March 23, 2026 · Edition #7
AI Didn’t Create New Vulnerabilities — It Made Old Ones Affordable
Infrastructure was never fully hardened — and for years, it didn’t need to be. Exploiting a misconfigured DNS rule or an over-permissive IAM role required real skill. That complexity was a natural filter. AI removed it. This week, researchers broke out of AWS Bedrock’s “isolated” sandbox using DNS tunneling and escaped Snowflake’s coding agent via process substitution — techniques that once required deep infrastructure expertise. Check Point documented a single developer building 88,000 lines of deployment-ready malware in a week using an AI IDE. The vulnerability surface didn’t change — but the population that can exploit it expanded by orders of magnitude. Every misconfiguration, every “we’ll fix it next quarter” is now in play — because the cost to exploit it dropped to near zero. The vulnerability backlog didn’t grow. The exploitation clock just got 100x faster.
March 16, 2026 · Edition #6
Built-in AI Security Is a Sensor, Not a Solution
The McKinsey breach didn't happen at the model layer. No jailbreak, no prompt injection. The vulnerability was exposed API documentation, 22 unauthenticated endpoints, and SQL injection hidden in JSON key names. An AI agent found it in two hours. The most dangerous finding — 95 writable system prompts — could have silently corrupted every answer the platform delivered. Built-in AI security is one sensor. Securing AI means seeing across the full stack: model, infrastructure, data, identity, integrations. Not just the layer your provider happens to own.
March 8, 2026 · Edition #5
Zero Trust for Agent Memory
Zero trust changed how we think about network perimeters. We need the same shift for agent memory. Right now, most agents trust their own memory implicitly — whatever's in the vector database is treated as ground truth, retrieved and acted on without questioning whether it's been tampered with. CSA's new LPCI research shows payloads encoded into agent memory sitting dormant until triggered — across sessions, across users, 43–49% success rates. Your input/output filters won't catch it. And it's already happening in the wild: 31 companies embedding memory manipulation into 'Summarize with AI' buttons. One click changes how the agent responds forever.

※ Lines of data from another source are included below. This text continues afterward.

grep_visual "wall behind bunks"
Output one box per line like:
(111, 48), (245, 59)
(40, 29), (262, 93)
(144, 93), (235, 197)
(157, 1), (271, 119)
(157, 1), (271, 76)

March 1, 2026 · Edition #4
Not All Agents Are Built Equal — Why Posture Management Must Evolve for Non-Deterministic Risk
The agent landscape isn't one thing. Pro-code agents behave like traditional apps — deterministic, scoped, predictable. But low-code and local agents are different: their risk profile only materializes at runtime, when someone assigns a task and the agent decides which tools to pick and what data to pull. That's what makes Agentic SPM different from traditional AI-SPM. AI-SPM tells you what's deployed. Agentic SPM tells you what's actually happening when these agents run. Runtime threat protection catches the SANDWORM_MODE-style attacks in the act — then feeds that signal back to posture, reducing risk across every connected agent in the org. Three layers: AI-SPM, Agentic SPM, runtime protection. Not a replacement — an evolution.